Großer Andrang am Sonntag in Lunz am See (Bezirk Scheibbs): Zahlreiche Besucher kamen zum traditionellen Fest der Wildnis. Gleichzeitig wurde das fünfjährige Bestehen des "Hauses der Wildnis" gefeiert. Landeshauptfrau Johanna Mikl-Leitner (VP) eröffnete dabei das neue Science Center.
"Im 'Haus der Wildnis' wird Wissen vermittelt und gleichzeitig Natur geschützt", erklärte Mikl-Leitner (VP) bei ihrem Besuch. Das Wildnisgebiet Dürrenstein sei ein besonderer Schatz. Dort werde einer der letzten großen Urwälder Mitteleuropas geschützt. Das Gebiet gehört sogar zum UNESCO-Weltnaturerbe.

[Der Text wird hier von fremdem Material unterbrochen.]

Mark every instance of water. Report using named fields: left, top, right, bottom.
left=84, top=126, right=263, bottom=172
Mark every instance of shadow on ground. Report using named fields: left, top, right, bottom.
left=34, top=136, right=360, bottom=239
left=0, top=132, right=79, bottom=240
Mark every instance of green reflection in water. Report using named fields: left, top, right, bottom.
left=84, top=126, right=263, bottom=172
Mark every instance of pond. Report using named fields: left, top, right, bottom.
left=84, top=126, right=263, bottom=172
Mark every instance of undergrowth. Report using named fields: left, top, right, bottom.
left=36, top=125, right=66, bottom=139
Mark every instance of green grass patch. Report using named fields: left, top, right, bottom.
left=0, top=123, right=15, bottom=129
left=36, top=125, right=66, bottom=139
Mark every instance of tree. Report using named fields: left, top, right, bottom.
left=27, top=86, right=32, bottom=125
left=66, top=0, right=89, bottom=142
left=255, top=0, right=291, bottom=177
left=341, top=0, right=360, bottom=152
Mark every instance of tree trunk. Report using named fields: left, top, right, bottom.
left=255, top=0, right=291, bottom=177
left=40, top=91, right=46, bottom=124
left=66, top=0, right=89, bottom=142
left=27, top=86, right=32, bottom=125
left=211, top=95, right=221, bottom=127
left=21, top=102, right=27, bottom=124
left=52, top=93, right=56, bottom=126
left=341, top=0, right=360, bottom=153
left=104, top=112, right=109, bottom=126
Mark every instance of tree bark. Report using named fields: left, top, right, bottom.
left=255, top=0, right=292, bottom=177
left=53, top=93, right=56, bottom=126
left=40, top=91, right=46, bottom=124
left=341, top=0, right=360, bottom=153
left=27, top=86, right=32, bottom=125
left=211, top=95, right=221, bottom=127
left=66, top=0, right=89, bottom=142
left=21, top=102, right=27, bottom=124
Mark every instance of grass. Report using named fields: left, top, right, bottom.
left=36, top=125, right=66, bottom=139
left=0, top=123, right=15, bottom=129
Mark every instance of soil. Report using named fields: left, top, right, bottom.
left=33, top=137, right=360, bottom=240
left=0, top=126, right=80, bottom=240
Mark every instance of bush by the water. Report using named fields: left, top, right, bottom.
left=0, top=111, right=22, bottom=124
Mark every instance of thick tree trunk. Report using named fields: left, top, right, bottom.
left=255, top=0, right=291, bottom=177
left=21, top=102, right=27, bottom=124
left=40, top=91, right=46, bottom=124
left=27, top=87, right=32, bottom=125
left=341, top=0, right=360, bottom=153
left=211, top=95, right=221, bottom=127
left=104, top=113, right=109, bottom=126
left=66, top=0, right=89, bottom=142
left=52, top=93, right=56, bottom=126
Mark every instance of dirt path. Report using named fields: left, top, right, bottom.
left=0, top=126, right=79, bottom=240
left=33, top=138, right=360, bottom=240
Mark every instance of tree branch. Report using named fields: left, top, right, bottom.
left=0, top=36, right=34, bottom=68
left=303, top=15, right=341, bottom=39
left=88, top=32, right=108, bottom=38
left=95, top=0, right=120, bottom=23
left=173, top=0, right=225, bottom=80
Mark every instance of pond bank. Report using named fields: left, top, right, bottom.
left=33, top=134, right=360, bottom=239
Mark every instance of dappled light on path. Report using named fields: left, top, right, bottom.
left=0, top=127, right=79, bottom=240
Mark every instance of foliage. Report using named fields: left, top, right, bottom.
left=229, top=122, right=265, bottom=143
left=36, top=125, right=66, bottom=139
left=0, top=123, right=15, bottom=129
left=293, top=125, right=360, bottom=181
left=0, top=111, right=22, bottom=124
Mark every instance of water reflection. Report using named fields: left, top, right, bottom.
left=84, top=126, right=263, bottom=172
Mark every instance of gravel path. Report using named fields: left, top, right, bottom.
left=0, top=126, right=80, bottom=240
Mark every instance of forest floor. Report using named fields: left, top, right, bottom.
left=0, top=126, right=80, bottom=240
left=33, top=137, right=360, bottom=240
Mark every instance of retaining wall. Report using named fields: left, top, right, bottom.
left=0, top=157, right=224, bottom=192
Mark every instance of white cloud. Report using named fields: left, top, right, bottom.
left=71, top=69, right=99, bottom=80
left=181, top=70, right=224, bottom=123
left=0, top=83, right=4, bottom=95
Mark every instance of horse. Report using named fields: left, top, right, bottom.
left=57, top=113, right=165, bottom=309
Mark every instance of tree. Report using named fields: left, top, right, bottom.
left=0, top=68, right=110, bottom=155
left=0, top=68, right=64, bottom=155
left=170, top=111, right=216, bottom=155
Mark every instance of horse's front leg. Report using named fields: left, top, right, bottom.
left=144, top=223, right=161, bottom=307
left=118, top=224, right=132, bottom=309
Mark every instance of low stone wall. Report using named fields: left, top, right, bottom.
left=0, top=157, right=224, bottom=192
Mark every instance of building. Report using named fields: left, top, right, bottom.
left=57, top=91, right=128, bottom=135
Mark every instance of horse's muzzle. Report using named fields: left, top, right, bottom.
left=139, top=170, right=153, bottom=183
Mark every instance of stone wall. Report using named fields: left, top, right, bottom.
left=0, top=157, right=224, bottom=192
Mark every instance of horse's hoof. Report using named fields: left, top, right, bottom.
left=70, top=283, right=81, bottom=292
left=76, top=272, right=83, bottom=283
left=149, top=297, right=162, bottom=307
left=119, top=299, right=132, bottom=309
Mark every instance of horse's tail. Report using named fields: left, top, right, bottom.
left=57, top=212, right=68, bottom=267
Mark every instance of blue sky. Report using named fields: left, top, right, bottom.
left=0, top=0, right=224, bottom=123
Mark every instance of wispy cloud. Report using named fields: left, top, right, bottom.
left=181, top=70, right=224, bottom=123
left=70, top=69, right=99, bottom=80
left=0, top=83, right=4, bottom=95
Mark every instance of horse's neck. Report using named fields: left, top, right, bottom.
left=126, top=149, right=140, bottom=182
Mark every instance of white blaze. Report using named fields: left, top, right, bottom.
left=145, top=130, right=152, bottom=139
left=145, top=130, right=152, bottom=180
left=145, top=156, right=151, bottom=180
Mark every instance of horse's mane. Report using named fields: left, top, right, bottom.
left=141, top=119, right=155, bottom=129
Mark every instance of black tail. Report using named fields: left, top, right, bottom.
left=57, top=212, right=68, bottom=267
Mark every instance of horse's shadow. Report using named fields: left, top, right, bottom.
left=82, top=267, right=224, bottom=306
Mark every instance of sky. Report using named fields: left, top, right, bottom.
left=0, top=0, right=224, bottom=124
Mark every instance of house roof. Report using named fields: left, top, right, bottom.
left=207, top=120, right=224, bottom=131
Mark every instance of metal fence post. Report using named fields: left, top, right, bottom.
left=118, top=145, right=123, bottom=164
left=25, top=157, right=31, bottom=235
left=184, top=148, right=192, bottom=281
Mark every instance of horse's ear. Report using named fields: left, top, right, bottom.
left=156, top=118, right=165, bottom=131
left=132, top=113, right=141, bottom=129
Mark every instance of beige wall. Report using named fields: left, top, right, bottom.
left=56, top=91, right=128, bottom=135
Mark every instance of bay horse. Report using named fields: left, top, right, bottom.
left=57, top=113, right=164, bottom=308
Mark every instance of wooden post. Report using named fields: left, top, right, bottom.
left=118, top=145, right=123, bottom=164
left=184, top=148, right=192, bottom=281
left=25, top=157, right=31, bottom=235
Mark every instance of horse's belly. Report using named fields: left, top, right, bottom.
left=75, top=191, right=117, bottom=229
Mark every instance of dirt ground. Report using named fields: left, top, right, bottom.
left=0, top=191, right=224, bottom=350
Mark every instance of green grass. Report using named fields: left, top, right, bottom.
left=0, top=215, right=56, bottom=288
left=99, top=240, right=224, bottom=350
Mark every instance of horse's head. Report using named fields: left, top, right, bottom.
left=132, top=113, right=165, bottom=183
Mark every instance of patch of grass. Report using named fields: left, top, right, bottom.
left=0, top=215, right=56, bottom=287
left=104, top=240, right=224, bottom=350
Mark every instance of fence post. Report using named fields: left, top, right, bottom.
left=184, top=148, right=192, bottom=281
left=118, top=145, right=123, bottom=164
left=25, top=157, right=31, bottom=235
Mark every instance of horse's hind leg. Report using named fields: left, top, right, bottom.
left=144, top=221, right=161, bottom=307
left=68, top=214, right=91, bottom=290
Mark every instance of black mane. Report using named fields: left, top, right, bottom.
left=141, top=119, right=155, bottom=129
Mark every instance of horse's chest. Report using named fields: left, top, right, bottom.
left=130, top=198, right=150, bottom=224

Mit dem neuen Science Center soll Wissenschaft nun noch greifbarer werden. "Wir führen die Menschen sozusagen vom Staunen über die Natur hin zum Verstehen der Natur", sagte die Landeshauptfrau.
Vor allem Kinder sollen für Forschung begeistert werden. Neugier könne schließlich der erste Schritt zu einer späteren Karriere in der Wissenschaft sein. Mikl-Leitner betonte außerdem, wie wichtig es sei, verständlich zu erklären, warum Forschung notwendig ist und weshalb dafür öffentliche Mittel eingesetzt werden.
Auch für den Tourismus spielt das Haus der Wildnis eine wichtige Rolle. "150.000 Besucherinnen und Besucher in den letzten fünf Jahren haben Arbeitsplätze und Wertschöpfung in die Region gebracht", so Johanna Mikl-Leitner.
Matthias Kafka von der Wissenschaftsabteilung des Landes Niederösterreich bezeichnete das neue Science Center als weiteren Ort, an dem Forschung verständlich und mit Erlebnissen vermittelt werden soll.
Ein besonderes Highlight wartet im Pilzlabor. Für die wissenschaftliche Leiterin Ramona Schmidt zeigt gerade dieser Bereich, wie Forschung verständlich aufbereitet werden kann. Ziel sei es, Berührungsängste abzubauen und Wissenschaft für alle zugänglich zu machen.
Bei der Eröffnung gab es außerdem eine Science Show von "Chemie on Tour" mit Chemie-Influencerin Stefanie Allworth. Für die musikalische Begleitung sorgte der Musikverein Lunz am See.